The UMDF was formed by families affected by mitochondrial disease. The UMDF provides support to families and funds mitochondrial disease research. Since 1996, the UMDF has funded nearly $11 million in research projects aimed at finding better treatments for mitochondrial diseases, with the ultimate goal of a cure. This research has increased the understanding of mitochondrial function, improved diagnosis and moved us closer to treatments and, ultimately, a cure for those who face this devastating disease.
Grants have supported research for one to three years at institutions across the United States, Canada, Europe, and Australia. Recently, projects have included studying what mechanisms in abnormal mitochondria cause muscle dysfunction, enzyme replacement therapy and other potential treatments, as well as developing models for specific mitochondrial disorders.

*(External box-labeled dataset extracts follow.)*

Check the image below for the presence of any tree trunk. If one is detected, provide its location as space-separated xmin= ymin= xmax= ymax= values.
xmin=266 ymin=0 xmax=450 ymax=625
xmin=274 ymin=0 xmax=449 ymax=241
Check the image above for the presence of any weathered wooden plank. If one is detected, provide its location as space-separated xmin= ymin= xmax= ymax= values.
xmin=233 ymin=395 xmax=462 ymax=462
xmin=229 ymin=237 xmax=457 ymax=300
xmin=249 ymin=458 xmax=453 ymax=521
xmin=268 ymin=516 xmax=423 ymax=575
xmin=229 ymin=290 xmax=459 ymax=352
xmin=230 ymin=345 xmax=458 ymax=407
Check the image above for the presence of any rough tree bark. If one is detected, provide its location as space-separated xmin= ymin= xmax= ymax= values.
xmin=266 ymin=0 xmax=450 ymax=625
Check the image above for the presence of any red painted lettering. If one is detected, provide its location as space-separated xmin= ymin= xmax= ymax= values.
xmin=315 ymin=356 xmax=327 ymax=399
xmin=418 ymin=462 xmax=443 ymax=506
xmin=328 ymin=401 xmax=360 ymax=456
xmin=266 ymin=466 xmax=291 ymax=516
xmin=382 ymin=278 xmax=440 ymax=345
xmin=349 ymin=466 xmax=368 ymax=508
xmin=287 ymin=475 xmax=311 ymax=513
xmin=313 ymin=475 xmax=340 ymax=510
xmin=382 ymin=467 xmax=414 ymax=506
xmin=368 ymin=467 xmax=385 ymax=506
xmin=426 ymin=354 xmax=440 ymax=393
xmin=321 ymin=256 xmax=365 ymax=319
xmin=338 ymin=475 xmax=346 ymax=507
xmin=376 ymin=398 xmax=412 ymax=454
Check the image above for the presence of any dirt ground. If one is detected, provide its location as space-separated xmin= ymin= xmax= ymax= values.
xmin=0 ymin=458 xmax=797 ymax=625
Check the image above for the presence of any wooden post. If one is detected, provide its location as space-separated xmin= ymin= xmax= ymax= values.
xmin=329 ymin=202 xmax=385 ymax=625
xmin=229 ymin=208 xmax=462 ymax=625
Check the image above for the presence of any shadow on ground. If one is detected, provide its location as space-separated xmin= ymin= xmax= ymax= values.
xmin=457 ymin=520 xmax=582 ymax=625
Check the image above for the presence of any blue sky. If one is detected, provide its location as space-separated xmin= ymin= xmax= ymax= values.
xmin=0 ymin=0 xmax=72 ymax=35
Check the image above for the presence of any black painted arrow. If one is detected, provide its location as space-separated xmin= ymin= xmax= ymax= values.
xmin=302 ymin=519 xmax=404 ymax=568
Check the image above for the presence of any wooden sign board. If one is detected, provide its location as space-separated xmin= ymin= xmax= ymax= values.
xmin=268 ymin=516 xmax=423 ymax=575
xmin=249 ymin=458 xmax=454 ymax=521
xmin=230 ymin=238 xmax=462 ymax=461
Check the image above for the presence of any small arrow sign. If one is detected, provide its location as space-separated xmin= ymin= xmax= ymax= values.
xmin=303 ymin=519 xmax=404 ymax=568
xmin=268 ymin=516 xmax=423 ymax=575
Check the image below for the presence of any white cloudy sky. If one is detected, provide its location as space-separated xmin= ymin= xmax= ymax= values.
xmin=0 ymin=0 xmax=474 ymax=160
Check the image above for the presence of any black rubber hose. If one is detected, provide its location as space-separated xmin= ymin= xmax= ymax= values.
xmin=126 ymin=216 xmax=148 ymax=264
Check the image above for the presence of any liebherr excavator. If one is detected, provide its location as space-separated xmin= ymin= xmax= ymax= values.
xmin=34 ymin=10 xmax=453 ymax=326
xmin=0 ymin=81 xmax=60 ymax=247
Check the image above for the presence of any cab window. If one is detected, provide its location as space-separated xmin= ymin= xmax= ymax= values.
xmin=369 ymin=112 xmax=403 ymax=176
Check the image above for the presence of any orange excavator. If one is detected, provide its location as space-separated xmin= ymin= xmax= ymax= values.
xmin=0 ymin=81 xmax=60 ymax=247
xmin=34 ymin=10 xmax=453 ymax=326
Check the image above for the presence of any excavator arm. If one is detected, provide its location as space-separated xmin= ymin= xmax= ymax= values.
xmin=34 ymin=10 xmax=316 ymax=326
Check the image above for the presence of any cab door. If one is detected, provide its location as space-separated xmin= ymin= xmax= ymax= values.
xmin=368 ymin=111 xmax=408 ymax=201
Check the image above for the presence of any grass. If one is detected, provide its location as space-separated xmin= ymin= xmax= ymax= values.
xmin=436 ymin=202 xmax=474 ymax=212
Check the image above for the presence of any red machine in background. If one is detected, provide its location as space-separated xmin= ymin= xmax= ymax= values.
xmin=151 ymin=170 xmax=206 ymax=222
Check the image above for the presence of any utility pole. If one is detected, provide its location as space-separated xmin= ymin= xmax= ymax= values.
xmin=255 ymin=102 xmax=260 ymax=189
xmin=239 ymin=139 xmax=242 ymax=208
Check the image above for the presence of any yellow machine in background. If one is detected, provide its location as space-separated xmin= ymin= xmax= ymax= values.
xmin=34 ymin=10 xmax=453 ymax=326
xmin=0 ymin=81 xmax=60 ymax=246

Mitochondria and Mitochondrial Disease
Mitochondria produce more than 90 percent of the body’s energy. When these tiny parts of the cell can’t do their job, the body doesn’t get the energy it needs, resulting in a wide range of debilitating and sometimes fatal symptoms. Every 30 minutes, a child is born who will develop a mitochondrial disease by age 10. Each year, 1,000 to 4,000 children in the United States are born with a mitochondrial disease. While exact numbers of children and adults suffering from mitochondrial disease are hard to determine, we now know the disease is approaching the frequency of childhood cancers. Many people who suffer from mitochondrial disease are frequently misdiagnosed due to a lack of specialists. This is why we need your support.